Going back to the year 2000, only six ANDA cases have resulted in the award of any damages according to the Lex Machina report. As Howard explained, ANDA litigation is geared more towards obtaining injunction than the recoup of any royalties. Since the beginning of 2009, 12.4 percent of ANDA cases resulted in the granting of an injunction, a much higher percentage than the 4.2 percent of overall patent litigation during that period resulting in an injunction. Although damages are low, 56.5 percent of ANDA cases reach a likely settlement and it’s in those settlements where pay for delay schemes may possibly be taking place where pharmaceutical patent owners pay a generic drugmaker to delay the date that they release their drug to the market. Compared to overall patent litigation, ANDA cases see higher rates of claimant wins, claim defendant wins and procedural results.

ANDA litigation also tends to result in higher percentages of consent judgements and trial decisions, with findings of infringement and no invalidity higher in ANDA results than overall patent litigation for both consent judgements and trial.

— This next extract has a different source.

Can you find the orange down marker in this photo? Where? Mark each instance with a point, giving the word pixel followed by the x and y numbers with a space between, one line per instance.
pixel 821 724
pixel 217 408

The bases for findings of patent invalidity are also different when comparing ANDA cases to all other patent infringement litigation. Nearly 70 percent of the ANDA cases which find patent invalidity do so on Section 103 grounds for obviousness. By contrast, slightly more than 55 percent of patent invalidity findings in other patent litigation reach invalidity on Section 102 grounds for anticipation/novelty. “So much of ANDA litigation is focused on patents covering not just the ingredients but what effect the pharmaceutical has,” Howard said. Given that there’s a larger proportion of patents focused on the effects, it seemingly could be the case that obviousness arguments are easier to make if pointing out that the patent covers the reformulation of a drug which already existed. Despite the fact that ANDA parties tend to play either the claimant or the claim defendant role, Howard indicated that it didn’t seem like either side was interested in broad invalidity doctrines. “Even the companies mainly litigating as generics may have aspirations branded drugs someday as well,” he said.